Bu durumda mahkemece, tarafların ekonomik ve sosyal durumu da nazara alınarak, daha ılımlı, adalete uygun ve makul bir manevi tazminat takdir edilmek üzere, kararın davalılar yararına bozulması gerekmiştir...”) gerekçesiyle bozularak dosya yerine geri çevrilmekle, yeniden yapılan yargılama so-nunda, mahkemece önceki kararda direnilmiştir.
TEMYİZ EDEN: Davalılar vekili
HUKUK GENEL KURULU KARARI
Hukuk Genel Kurulunca incelenerek direnme kararının süresinde temyiz edildiği anlaşıldıktan ve dosyadaki kağıtlar okunduktan sonra gereği görüşüldü:
Dava, maddi ve manevi tazminat istemine ilişkindir.
Yerel mahkemece verilen davanın kısmen kabulüne dair karar, Özel Dairece yukarıdaki gerekçeyle bozulmuştur.
Yerel Mahkemenin direnme kararında, bozmaya karşı hangi gerekçeyle direnildiğine ilişkin herhangi bir açıklama yer almamaktadır.
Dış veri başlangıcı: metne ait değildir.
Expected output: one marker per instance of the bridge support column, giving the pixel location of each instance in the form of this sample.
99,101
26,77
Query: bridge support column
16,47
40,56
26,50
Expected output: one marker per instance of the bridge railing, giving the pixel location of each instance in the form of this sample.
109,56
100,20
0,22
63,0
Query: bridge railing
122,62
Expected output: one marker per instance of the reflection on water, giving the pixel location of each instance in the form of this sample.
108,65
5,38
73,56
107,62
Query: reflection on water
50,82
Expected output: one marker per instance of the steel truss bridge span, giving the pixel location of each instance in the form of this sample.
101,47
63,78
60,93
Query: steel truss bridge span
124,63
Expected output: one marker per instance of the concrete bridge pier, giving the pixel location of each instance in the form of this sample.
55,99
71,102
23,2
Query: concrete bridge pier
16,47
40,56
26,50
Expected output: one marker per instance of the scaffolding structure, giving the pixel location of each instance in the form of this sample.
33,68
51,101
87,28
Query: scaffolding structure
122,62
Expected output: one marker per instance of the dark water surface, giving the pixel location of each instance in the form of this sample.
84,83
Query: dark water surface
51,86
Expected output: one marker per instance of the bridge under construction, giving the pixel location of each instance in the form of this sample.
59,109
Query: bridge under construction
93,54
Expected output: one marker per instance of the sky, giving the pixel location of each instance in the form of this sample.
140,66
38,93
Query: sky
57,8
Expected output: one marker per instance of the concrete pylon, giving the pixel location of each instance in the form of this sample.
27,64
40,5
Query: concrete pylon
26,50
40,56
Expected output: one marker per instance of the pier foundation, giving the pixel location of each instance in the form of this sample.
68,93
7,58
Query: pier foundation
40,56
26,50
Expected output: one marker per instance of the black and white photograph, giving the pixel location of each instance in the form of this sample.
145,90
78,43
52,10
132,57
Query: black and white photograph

Direnme kararında dava ve cevap dilekçeleri özetlendikten sonra, “Deliller ve Gerekçe” başlığı altında, aynen “Mahkememizin 21.04.2005 tarih 2004/174 esas, 2004/203 kararıyla davacı baba için 434.687.290 TL. maddi 25.000.000.000 TL. manevi, anne için 555.884.733 TL. maddi 25.000.000.000 TL. manevi tazminatın davalılardan müteselsilen tahsiline karar verilmiştir. Davalı vekillerince kararın temyizi üzerine, Yargıtay 11.Hukuk dairesi Başkanlığının 23.02.2006 tarih 2005/13181 esas 2006/1827 sayılı kararı ile ‘hükmedilen manevi tazminat miktarının somut olayın özelliklerine, sorumluluğun niteliğine ve olay tarihindeki paranın alım gücüne uygun düşmediği, tarafların ekonomik ve sosyal durumu da nazara alınarak daha ılımlı, adalete uygun ve makul bir manevi tazminat takdir edilmek üzere’ davalılar yararına bozulmuştur.”şeklindeki ifadelere yer verilmiş; başkaca herhangi bir açıklama yapılmaksızın ve herhangi bir gerekçe gösterilmeksizin hüküm fıkrası oluşturularak,önceki kararda direnilmiştir.
Hukuk Genel Kurulu’nda işin esasının incelenmesine geçilmeden önce, direnme kararının Anayasa’nın 141/3 ve Hukuk Usulü Muhakemeleri Kanunu’nun 388/3.maddeleri anlamında gerekçe ihtiva edip etmediği, ön sorun olarak incelenip değerlendirilmiştir.
Öncelikle konuya ilişkin şu genel açıklamaların yapılmasında yarar görülmüştür:
Bir mahkeme kararının gerekçesi, o davaya konu maddi olguların mahkemece nasıl nitelendirildiğini, kurulan hükmün hangi nedenlere ve hukuksal düzenlemelere dayandırıldığını ortaya koyar; kısaca, maddi olgular ile hüküm arasındaki mantıksal bağlantıyı gösterir. Tarafların o dava yönünden, hukuk düzenince hangi nedenle haklı veya haksız görüldüklerini anlayıp değerlendirebilmeleri ve Yargıtay’ın hukuka uygunluk denetimini yapabilmesi için, ortada, usulüne uygun şekilde oluşturulmuş; hükmün hangi nedenle o içerik ve kapsamda verildiğini ayrıntılarıyla gösteren, ifadeleri özenle seçilmiş ve kuşkuya yer vermeyecek açıklıktaki bir gerekçe bölümünün bulunması, zorunludur.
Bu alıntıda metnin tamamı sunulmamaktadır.